Wow, I can't possibly disagree more.

It certainly *is* possible to use a cell phone, in a public space, at a volume that is considered "normal".

Your argument is that 'all people will talk loud', which is simply inaccurate. Many of us have learned to talk at a reasonable volume on our cellphones, often because we wear headsets which enable us to talk in a normal casual way just like we would any other time.

re: You May Be a Jerk

Another reason that public cell-phone talking is disruptive also has to do with cues, but for the people forced to listen. When you overhear two people talking face to face, the rhythms and cadences of the conversation sound normal, and are regular enough that they are able to be backgrounded by the human brain. If you're just listening to one side of a conversation, however, the patterns are irregular and jarring, which basically force your brain to pay attention to them, even at a reasonable volume.

re: You May Be a Jerk

Although I couldn't have articulated the reasons, overheard cell phone conversations have almost always seemed disruptive for those in earshot. Marc's explanation makes sense to me - two people talking makes a conversation, but one voice is a proclamation.

Thank you,

Annie the Garden Blogger

re: You May Be a Jerk

Derek claims it is possible to talk on a cell phone at a reasonable volume, especially if using a wireless earpiece.

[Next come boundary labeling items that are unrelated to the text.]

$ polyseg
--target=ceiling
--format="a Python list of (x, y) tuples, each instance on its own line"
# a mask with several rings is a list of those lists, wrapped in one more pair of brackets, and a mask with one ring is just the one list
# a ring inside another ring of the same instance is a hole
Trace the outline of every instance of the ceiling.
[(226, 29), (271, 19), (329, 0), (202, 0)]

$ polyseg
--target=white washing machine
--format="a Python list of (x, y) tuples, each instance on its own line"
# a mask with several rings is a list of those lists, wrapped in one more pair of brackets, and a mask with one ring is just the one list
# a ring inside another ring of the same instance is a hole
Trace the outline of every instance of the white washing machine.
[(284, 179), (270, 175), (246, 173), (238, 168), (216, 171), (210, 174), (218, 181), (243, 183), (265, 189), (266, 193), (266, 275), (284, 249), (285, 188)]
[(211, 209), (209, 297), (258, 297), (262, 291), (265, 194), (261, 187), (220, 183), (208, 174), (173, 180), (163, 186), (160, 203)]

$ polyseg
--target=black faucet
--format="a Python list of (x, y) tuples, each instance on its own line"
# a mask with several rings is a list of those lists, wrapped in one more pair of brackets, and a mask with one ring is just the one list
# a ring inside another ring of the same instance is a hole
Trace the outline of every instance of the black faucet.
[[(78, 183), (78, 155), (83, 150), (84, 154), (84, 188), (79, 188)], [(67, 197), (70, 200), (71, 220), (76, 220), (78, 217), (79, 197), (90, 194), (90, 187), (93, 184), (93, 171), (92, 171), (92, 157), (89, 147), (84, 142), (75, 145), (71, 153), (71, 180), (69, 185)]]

Sorry, Derek, it may be possible, but most of the thoughtless egotists who do this appear to believe that everyone around them should benefit from being forced to overhear a high volume one-sided conversation. It is meant to help them realize how important the speaker is.

re: You May Be a Jerk

Derek, I don't think I believe you. But here is the thing: if you're right I probably wouldn't know. We only notice the jerks.

I'll keep an eye out and re-post if I see something to change my opinion.